Berbagai pihak kini mendesak agar tim Propam segera melakukan pemeriksaan menyeluruh terhadap laporan gratifikasi yang melibatkan perwira tersebut. Integritas institusi Polri kini dipertaruhkan jika oknum pejabat terbukti bermain mata dengan para pelaku kejahatan narkotika. Transparansi dalam proses hukum menjadi kunci utama untuk memulihkan kembali kepercayaan masyarakat terhadap aparat penegak hukum.
Dampak dari mencuatnya dugaan ini sangat signifikan terhadap moralitas seluruh personel di jajaran Polres Bima Kota. Isu uang keamanan dari bandar narkoba seringkali menjadi penghambat utama dalam upaya pembersihan jaringan narkotika di tanah air. Jika terbukti benar, sanksi tegas berupa pemecatan tidak dengan hormat hingga pidana penjara dipastikan menanti sang perwira.

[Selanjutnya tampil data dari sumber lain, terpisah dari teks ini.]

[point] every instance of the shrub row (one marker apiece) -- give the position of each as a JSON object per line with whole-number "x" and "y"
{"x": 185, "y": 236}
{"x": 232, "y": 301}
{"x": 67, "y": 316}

Saat ini, publik tengah menunggu pernyataan resmi dari pihak Polda NTB maupun Mabes Polri terkait status hukum terbaru AKBP Didik Putra Kuncoro. Investigasi internal diharapkan dapat segera mengungkap seberapa jauh keterlibatan sang mantan Kapolres dalam melindungi bisnis haram milik Koko Erwin. Pengumpulan bukti-bukti kuat dan keterangan saksi kunci menjadi prioritas utama tim penyidik saat ini.
Skandal ini menjadi pengingat keras bagi seluruh jajaran kepolisian untuk tetap menjaga marwah dan profesionalisme dalam bertugas. Komitmen Polri dalam memberantas peredaran narkoba tanpa pandang bulu kini sedang diuji lewat penyelesaian kasus yang memalukan ini. Masyarakat sangat berharap agar keadilan ditegakkan seadil-adilnya demi menciptakan lingkungan yang benar-benar bersih dari pengaruh narkotika.